Implementation:Datajuicer Data juicer TextChunkMapper
| Knowledge Sources | |
|---|---|
| Domains | Data_Processing, Mapping |
| Last Updated | 2026-02-14 16:00 GMT |
Overview
Concrete tool for splitting text into configurable chunks provided by Data-Juicer.
Description
TextChunkMapper is a mapper operator that splits input text into smaller chunks based on configurable maximum length and/or split patterns, supporting overlapping chunks for context preservation. It can measure text length in characters or tokens (using HuggingFace, tiktoken, or dashscope tokenizers), split at occurrences of a configurable pattern (default: double newline), and enforce a maximum chunk length with configurable overlap between consecutive chunks.
Usage
Use when you need to prepare long documents for processing by context-limited models, support RAG pipelines, or create appropriately-sized training samples from long-form text.
Code Reference
Source Location
- Repository: Datajuicer_Data_juicer
- File: data_juicer/ops/mapper/text_chunk_mapper.py
Signature
@OPERATORS.register_module("text_chunk_mapper")

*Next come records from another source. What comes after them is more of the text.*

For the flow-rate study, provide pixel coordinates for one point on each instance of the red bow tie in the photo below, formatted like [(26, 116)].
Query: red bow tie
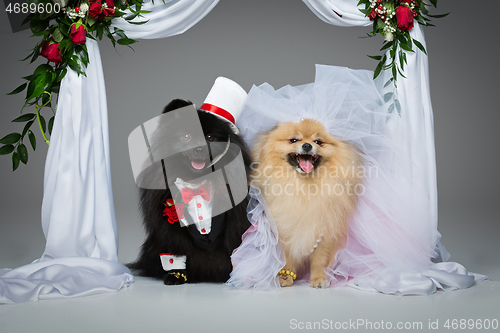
[(203, 191)]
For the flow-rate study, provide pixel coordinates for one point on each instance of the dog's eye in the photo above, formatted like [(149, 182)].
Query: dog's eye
[(185, 138)]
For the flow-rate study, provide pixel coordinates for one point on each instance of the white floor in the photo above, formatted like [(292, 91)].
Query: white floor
[(149, 306)]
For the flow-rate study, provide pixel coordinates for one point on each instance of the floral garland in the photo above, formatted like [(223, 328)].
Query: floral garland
[(64, 31), (394, 19)]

class TextChunkMapper(Mapper):
def __init__(self, max_len: Union[PositiveInt, None] = None, split_pattern: Union[str, None] = r"\n\n", overlap_len: NonNegativeInt = 0, tokenizer: Union[str, None] = None, trust_remote_code: bool = False, *args, **kwargs):
Import
from data_juicer.ops.mapper.text_chunk_mapper import TextChunkMapper
I/O Contract
Inputs
| Name | Type | Required | Description |
|---|---|---|---|
| max_len | PositiveInt or None | No | Maximum length of each chunk; None means no length limit (default: None) |
| split_pattern | str or None | No | Regex pattern to split text at (default: "\n\n") |
| overlap_len | NonNegativeInt | No | Overlap length between consecutive chunks (default: 0) |
| tokenizer | str or None | No | HuggingFace/tiktoken/dashscope tokenizer name for token-based length (default: None) |
| trust_remote_code | bool | No | Whether to trust remote code of HF models (default: False) |
Outputs
| Name | Type | Description |
|---|---|---|
| samples | Dict | Transformed samples with text split into chunks |
Usage Examples
process:
- text_chunk_mapper:
max_len: 512
split_pattern: "\n\n"
overlap_len: 50